Fitch Ratings-Hong Kong/London-19 June 2017: The revision to rules applying to South Africa's mining sector supports our view that the direction of economic policy has changed following March's cabinet reshuffle, Fitch Ratings says. It indicates that the government is prioritising radical transformation even if this leads to weakening of the business climate and could reduce trend growth.
The new Mining Charter announced last week will require mining companies to raise their black economic empowerment (BEE) ownership slightly, to 30% from 26%, pay 1% of turnover to BEE owners (before any dividends) and meet tough targets for procurement from local and black-owned companies.
BEE is a long-standing feature of South African economic policy, but we think the new charter is the result of a more radical approach. Uncertainty about final outcomes, the implications on returns for existing shareholders of the new provisions, and the challenges of meeting procurement targets will continue to constrain investment in the mining sector, which accounts for about 7% of GDP.
Mining investment has already been hit by the fall in commodity prices, relatively high costs and uncertainty about the new rules. The charter may also weaken business and investor sentiment in other sectors by raising fears of more onerous policies. Business confidence in the second quarter fell to the lowest level since the financial crisis, likely weakened by political developments.
Weaker trend GDP growth than ratings peers, partly due to a deteriorating investment climate, is a key sovereign rating weakness for South Africa. A further weakening in trend growth would make fiscal consolidation more difficult. The authorities aim to reduce the consolidated government budget deficit to 3.1% of GDP in 2017/2018 from 3.4% the previous year but these targets look ambitious in the face of under-performing growth.

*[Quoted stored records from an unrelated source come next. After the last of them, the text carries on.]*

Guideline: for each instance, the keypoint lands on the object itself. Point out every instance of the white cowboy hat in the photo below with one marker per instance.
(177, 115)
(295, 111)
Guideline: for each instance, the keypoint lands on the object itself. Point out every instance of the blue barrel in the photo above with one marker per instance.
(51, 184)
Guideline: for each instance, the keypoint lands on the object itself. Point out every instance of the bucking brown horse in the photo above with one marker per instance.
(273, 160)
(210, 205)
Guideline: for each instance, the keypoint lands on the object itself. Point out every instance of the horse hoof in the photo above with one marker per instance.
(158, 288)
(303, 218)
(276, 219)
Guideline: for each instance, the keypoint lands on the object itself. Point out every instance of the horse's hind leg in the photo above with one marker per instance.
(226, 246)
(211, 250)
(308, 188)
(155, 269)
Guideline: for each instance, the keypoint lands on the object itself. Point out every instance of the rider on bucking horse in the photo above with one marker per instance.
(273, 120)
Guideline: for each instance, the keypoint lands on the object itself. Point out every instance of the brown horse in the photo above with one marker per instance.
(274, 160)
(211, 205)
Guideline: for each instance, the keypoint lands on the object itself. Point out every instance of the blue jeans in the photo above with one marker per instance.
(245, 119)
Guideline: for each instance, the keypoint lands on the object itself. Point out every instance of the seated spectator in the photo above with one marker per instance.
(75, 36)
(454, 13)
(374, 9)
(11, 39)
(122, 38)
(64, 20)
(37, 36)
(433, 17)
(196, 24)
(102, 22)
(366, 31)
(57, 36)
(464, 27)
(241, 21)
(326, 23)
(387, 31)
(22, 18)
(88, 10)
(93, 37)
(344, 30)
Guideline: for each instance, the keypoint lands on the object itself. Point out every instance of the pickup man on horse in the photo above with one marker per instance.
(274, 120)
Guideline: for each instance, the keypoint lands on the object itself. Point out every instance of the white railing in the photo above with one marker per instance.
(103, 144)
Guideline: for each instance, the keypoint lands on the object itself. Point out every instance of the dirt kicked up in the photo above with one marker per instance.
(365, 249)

Finance Minister Malusi Gigaba, appointed in March's reshuffle, has indicated that further fiscal consolidation measures will be forthcoming. However, in Fitch's view stabilising public finances remains conditional on a recovery in growth. First-quarter GDP contracted by 0.7% quarter-on-quarter in seasonally adjusted annualised terms, the second consecutive quarterly decline, reflecting not just structural weakness but also strong cyclical headwinds. In our latest Global Economic Outlook, published today, we have lowered our real GDP growth forecasts to 0.6% from 1.2% for 2017 and to 1.6% from 2.1% for 2018.
Fitch downgraded South Africa's sovereign rating to 'BB+'/Stable in April, reflecting our view that political events, including the cabinet reshuffle, would weaken standards of governance and public finances. We affirmed the rating on 1 June.